10 июля 1982 года
Самое главное, что я помню о первой встрече с Хафизом, – это его улыбка. Не та, с которой он приветствовал меня, но та, что я заметила потом, когда он думал, что я не смотрю на него.
Это было через два месяца после моего приезда в Торонто. Подозреваю, что тетя Заррин организовала встречу еще до того, как мой самолет приземлился. Она была младшей сестрой Мааман и прирожденной свахой.
– Но я же ничего о нем не знаю! – возмутилась я, когда она объявила, что пригласила Хафиза и всю его семью на обед.
– Относись к этому, как к возможному началу, – ответила она. – Если он тебе не понравится, ты можешь больше никогда с ним не встречаться.
В тот день я рано вышла из дома. Мне нужен был какой-то знак, знамение, хрустальный шар, чтобы заглянуть в будущее. Был ясный день – голубое небо, отличная видимость. Я села на траву возле пляжа и смотрела, как мир проносился мимо меня. Вращение велосипедных колес, блестящие тела, играющие в пляжный волейбол, тающие рожки мороженого, младенцы в колясках.
Какая прекрасная, щедрая страна.
Ко мне подбежал золотистый ретривер, лизнул в лицо.
– Эй ты! – Я рассмеялась, и он обслюнявил меня всю.
И тут я услышала. Радостный взрыв смеха. Юная пара на роликах, их лица закрывали яркие шлемы. Она явно только училась, что добавляло им прелести. Он бережно поддерживал ее, пока она отталкивалась то одной, то другой ногой, уверенная, что он не даст ей упасть.

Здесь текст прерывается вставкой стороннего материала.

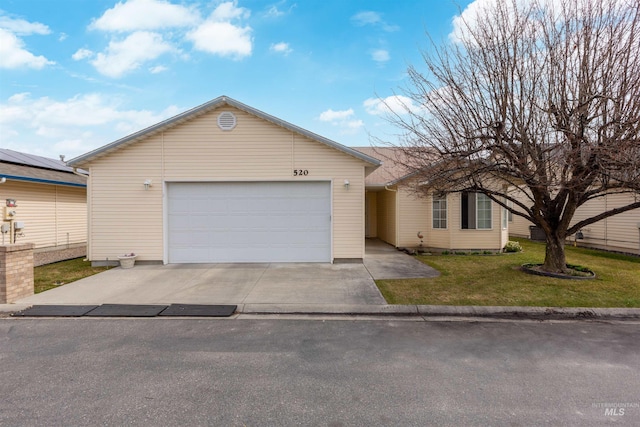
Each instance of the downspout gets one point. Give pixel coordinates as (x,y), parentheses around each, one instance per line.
(88,199)
(395,231)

Он достал из рюкзака камеру и оглядывался в поисках кого-нибудь, кто мог бы сфотографировать их. Я начала вставать с травы, но меня опередил пожилой джентльмен. Пара на роликах сняла шлемы и замерла на месте для позирования. Пока они фотографировались, я смотрела на их затылки. Внезапно парень подхватил девушку на руки. Она полуиспуганно, полувосторженно закричала и обняла его обеими руками. Я надеялась, камера успела запечатлеть этот момент. Они поблагодарили за фотографию и укатили, держась за руки.
Вот чего мне хотелось. Его. Их. Кого-то, с кем я могла бы гулять, и смеяться, и держаться за руки до конца жизни. Я получила свой знак. Улыбнувшись, я поднялась с земли.

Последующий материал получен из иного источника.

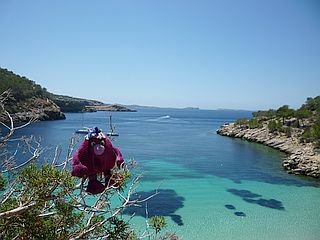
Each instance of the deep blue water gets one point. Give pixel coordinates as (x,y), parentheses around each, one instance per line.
(212,187)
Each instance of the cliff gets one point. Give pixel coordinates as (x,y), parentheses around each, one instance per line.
(72,104)
(39,108)
(302,158)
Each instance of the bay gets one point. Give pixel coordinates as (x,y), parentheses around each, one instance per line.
(211,187)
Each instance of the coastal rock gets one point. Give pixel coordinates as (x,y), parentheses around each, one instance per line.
(35,108)
(301,158)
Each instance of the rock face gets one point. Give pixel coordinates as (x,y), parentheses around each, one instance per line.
(39,108)
(108,107)
(302,158)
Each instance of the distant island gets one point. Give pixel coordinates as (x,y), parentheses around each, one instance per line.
(30,100)
(295,132)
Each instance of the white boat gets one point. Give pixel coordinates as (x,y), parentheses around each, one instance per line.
(112,133)
(83,130)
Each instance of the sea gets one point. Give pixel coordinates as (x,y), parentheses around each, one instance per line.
(210,186)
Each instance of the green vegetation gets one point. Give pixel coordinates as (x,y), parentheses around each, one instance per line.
(43,201)
(157,223)
(22,88)
(284,119)
(274,126)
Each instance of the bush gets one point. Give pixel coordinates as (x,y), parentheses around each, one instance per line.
(274,126)
(254,123)
(242,122)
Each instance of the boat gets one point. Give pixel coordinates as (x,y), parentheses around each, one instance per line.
(83,130)
(112,133)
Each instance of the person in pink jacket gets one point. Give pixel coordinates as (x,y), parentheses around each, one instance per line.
(96,155)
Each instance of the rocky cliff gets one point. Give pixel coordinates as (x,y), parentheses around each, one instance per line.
(302,158)
(39,108)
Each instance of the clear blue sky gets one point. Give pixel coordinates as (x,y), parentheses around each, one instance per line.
(236,54)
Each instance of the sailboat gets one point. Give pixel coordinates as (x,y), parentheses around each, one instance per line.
(112,133)
(83,130)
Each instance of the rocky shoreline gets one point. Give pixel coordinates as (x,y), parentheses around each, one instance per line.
(302,158)
(36,108)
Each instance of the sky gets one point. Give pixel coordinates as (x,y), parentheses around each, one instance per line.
(233,54)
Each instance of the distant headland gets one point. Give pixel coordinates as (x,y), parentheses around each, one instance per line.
(295,132)
(30,100)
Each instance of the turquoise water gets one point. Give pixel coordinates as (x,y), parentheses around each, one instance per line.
(211,187)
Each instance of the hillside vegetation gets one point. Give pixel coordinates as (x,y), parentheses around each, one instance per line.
(303,122)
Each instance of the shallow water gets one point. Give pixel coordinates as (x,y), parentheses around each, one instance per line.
(211,187)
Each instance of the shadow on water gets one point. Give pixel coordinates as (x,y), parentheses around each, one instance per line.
(166,203)
(251,197)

Пока я гуляла, позвонила Мааман, так что тетя Заррин была счастлива снабдить родителей Хафиза последними сплетнями из дома. Камаль Хиджази выглядел незаинтересованным. Это был невысокий человек с грязными от машинного масла ногтями, который говорил, только когда это было необходимо. Его жена Насрин, круглолицая, с толстой шеей, тяжело дыша, рассматривала меня поверх своей чашки.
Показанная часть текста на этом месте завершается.